When you think of India, you think bright colors, class structure, Hindus, dense population, chaos, pollution. Ladakh is just the opposite of all those things. There was no road connecting it to the outside world until the 1960s. It’s a place where children meditate and people sing as they work the land, sometimes 4500 meters above sea level. A place where people reincarnate and schools function on pure sustainable energy in temperatures of -35° in winter.
It was the Bollywood film ‘Three Idiots’ (2009) that first put Ladakh on the tourist map. Land of the High Passes, Little Tibet, Moonland, the Crown Jewel of India, Roof of the world. Ladakh has many nicknames and they all spoke to my imagination, so after my adventures through the chaos of Rajasthan and Uttar Pradesh it was the perfect place to stimulate my senses at a slower pace.
During my last week in India, my motorbike took me to the highest village in India (the third highest village in the world), Karzok. It’s located near the Chinese border beside a gigantic lake, TSO Moriri, and is an entirely Buddhist community. At 4570 m above sea level, I was astounded by the idea the temperatures drop to – 40° in winter. Even when I got there in may the lake was still frozen. Being in such a harsh but beautiful place was something I couldn’t quite translate in pictures.
My way back to Leh was provided with the same elements. Uncomfortable, but the most beautiful trip I’ve ever taken. The road along TSO Kar took me about 8 hours though it was only a 232-kilometer journey. For at least 60 kilometers straight I drove at an average speed of 15 kilometers per hour over sharp and pointy rocks.
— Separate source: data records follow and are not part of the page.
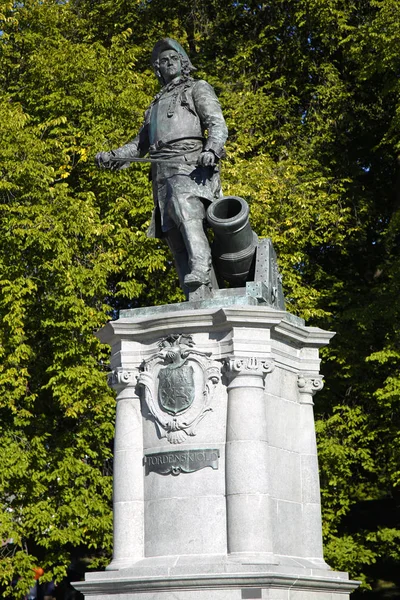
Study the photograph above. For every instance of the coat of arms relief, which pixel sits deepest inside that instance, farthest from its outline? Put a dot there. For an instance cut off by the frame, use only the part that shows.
(178, 383)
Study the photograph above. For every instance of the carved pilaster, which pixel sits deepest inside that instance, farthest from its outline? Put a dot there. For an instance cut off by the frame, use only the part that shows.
(249, 365)
(308, 385)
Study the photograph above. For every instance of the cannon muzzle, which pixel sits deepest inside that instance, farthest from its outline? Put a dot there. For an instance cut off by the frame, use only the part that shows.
(235, 242)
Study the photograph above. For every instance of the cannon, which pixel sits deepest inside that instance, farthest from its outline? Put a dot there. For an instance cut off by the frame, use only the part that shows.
(235, 243)
(239, 257)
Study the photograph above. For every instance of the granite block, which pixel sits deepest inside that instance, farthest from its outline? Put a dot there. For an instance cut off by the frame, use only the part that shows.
(195, 525)
(249, 523)
(246, 463)
(312, 531)
(209, 481)
(128, 479)
(284, 474)
(310, 492)
(282, 423)
(289, 529)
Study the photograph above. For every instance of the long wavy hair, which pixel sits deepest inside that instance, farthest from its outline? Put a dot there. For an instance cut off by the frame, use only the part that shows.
(186, 68)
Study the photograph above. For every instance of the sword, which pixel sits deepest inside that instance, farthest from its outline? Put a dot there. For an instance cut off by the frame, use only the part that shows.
(153, 161)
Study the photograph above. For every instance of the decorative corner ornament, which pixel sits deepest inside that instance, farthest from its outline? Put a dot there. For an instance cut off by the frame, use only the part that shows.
(308, 385)
(121, 377)
(178, 384)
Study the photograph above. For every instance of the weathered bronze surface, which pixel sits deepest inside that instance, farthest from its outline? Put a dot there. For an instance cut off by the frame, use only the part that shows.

Without additional petrol or tires, without a telephone connection and without a roadmap, I followed the gestured directions and advice of the villagers… Something like; ‘Just keep going and at Sumdo take one left, I suppose’. But of course, as in every good story, I encountered totally unforeseen splits in the road along my way. Knowing that at night temperatures could still drop to -7° at that time of the year didn’t bring me much comfort. Neither did the idea that a night spent under those Himalayan stars could mean making friends with a snow leopard… so we could keep each other warm during the night, or something. While I worried about these little details the sun dropped a beam of light on the valley to my left. Against the shades of a purple mountain 15 wild asses ran, less than 100 meters from me.
I knew that grabbing my camera could ruin the moment, so I stopped the engine and just observed the magnificent spectacle. After a while, the almost impassable road was replaced by highways and the landscapes continued to amaze. While at the peak of the Taglang La Pass, I made a promise to myself and the golden eagle that was keeping me company; I’ll come back!